As I want to get on and drink this beer I shall only inform you that it's brewed using Chico Ale Yeast (also known more formally as Wyeast 1056) and huge quantities of Amarillo, Chinook and Simcoe hops before I open it up. I hope you're ok with that? Good, shall we begin.

It pours a murky orange brown, it has had plenty of time to settle and it was poured carefully so I'm assuming that is its natural state - which I don't mind one bit, and throws a good off-white head that quickly fades to top the beer nicely. The aroma screams pine and orange peel at you from the outset, but there's also mango in there and more than a pinch of white pepper mixed up with some fresh green spring onion and a few leaves of lemon balm. I could quite happily sit here sniffing this for quite some time to be honest as all these smells roll around just inside the lip of the glass, its really rather lovely. Smooth and quite muted over the tongue, I really expected a beer with this sort of aroma to bite hard with bitterness but instead its slick and rather dignified. A delicious creamy toffee flavour makes way for some sharp citrus, a sticky concentrated orange sauce with some grated grapefruit and lemon peel before this is washed away by some a dainty peach cordial, it's a satisfying rise and fall, not abrupt but gentle and full of taste. The finish dries to leave the sensation left from sucking an orange boiled sweet, perhaps a little barley sugar too, sticky and oily with a sharp spike of bitterness that somehow takes it to a different place, like a summer walk in a damp forest, warm and dank which lasts for a long long time.

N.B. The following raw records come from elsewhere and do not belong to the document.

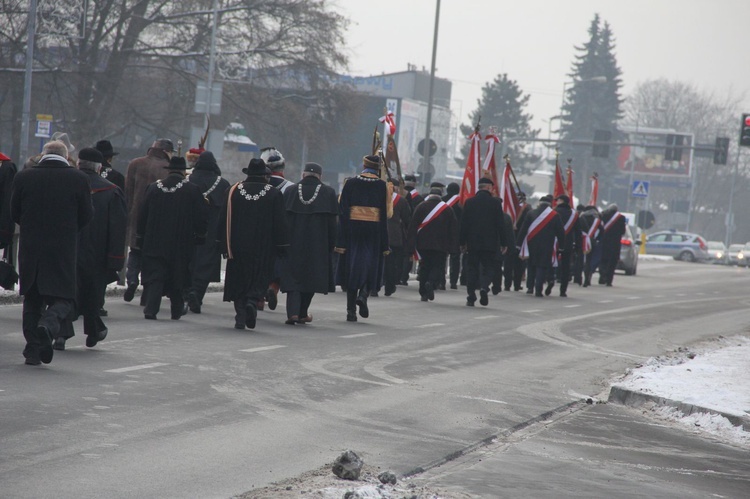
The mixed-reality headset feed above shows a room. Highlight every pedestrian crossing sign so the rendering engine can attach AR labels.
[632,180,649,198]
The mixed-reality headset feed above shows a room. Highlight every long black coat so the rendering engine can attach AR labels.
[136,173,208,294]
[217,178,289,301]
[458,190,512,251]
[516,203,565,267]
[190,169,229,282]
[281,177,339,294]
[406,196,459,255]
[0,161,16,248]
[10,155,94,300]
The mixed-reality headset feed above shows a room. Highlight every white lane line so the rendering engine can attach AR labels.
[104,362,169,373]
[240,345,286,353]
[339,333,377,339]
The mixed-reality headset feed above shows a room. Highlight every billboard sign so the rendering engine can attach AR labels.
[617,128,695,176]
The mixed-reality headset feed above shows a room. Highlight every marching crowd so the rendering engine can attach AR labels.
[0,133,626,365]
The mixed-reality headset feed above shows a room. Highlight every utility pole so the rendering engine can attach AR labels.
[19,0,36,164]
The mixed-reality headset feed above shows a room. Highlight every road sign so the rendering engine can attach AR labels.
[631,180,649,198]
[34,120,52,139]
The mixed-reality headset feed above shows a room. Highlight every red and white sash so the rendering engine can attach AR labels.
[414,201,450,260]
[604,211,625,232]
[520,206,557,259]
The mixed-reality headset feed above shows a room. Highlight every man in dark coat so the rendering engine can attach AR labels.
[123,139,174,301]
[459,178,511,307]
[217,158,289,329]
[281,163,339,324]
[336,156,388,322]
[443,182,466,289]
[385,179,411,296]
[556,194,581,298]
[0,152,18,248]
[54,147,128,350]
[406,187,459,301]
[599,204,628,286]
[11,141,93,365]
[95,140,125,193]
[187,151,229,314]
[136,156,208,320]
[516,195,565,297]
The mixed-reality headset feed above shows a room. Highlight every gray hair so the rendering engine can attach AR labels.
[42,140,68,158]
[78,159,102,172]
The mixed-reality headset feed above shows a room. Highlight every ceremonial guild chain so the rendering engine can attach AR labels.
[237,184,273,201]
[156,178,187,194]
[297,184,323,205]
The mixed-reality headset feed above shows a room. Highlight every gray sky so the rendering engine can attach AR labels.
[334,0,750,141]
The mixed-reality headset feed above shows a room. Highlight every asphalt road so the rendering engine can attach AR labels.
[0,261,750,498]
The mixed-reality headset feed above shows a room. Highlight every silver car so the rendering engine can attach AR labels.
[646,230,709,262]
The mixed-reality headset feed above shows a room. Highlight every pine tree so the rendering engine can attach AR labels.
[560,14,624,197]
[458,74,540,172]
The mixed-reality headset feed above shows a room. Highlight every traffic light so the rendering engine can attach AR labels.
[591,130,612,158]
[664,134,685,161]
[740,113,750,147]
[714,137,729,165]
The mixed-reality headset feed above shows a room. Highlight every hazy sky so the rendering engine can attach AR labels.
[340,0,750,140]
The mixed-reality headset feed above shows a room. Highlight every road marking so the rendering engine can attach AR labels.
[339,333,377,339]
[104,362,169,373]
[240,345,286,353]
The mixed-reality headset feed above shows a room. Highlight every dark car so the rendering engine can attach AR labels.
[617,225,641,275]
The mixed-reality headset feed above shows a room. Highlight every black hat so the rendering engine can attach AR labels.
[78,147,104,163]
[302,163,323,175]
[362,154,380,170]
[151,139,174,152]
[94,140,120,158]
[555,194,570,204]
[242,158,271,177]
[164,156,187,170]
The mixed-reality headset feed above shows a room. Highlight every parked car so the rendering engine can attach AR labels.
[616,225,641,275]
[706,241,729,265]
[727,244,745,265]
[646,231,709,262]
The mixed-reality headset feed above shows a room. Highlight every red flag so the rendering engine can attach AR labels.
[482,133,500,197]
[565,167,573,206]
[458,131,482,205]
[500,160,520,224]
[552,161,565,199]
[589,173,599,206]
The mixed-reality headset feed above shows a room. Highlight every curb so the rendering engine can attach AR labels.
[607,385,750,431]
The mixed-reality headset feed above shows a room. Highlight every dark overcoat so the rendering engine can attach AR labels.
[459,190,511,251]
[516,203,565,268]
[190,169,229,282]
[217,182,289,301]
[281,176,338,294]
[125,148,169,247]
[136,173,208,294]
[10,155,94,300]
[406,195,459,255]
[336,173,389,291]
[0,161,16,248]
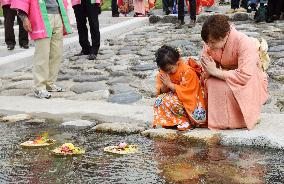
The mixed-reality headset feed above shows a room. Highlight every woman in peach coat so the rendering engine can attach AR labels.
[201,15,268,130]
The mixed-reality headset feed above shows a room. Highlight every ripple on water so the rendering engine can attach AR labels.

If you think that I like this beer you'd be spot on. You might not have gathered it from my admittedly short preamble but I wasn't sure that this beer would deliver on the hyperbole written on the label (you'll have to read it for yourself when you get a bottle to see what I mean) as I'm a natural cynic when it comes to such things. This is however, a balanced and smooth beer, full of flavour without being mouth-puckerinrly headache-inducingly so, and above all it tastes fresh fresh fresh. I love it and if you can get a bottle and drink it soon then I hope you will too. A schizophrenic beast of a brew indeed.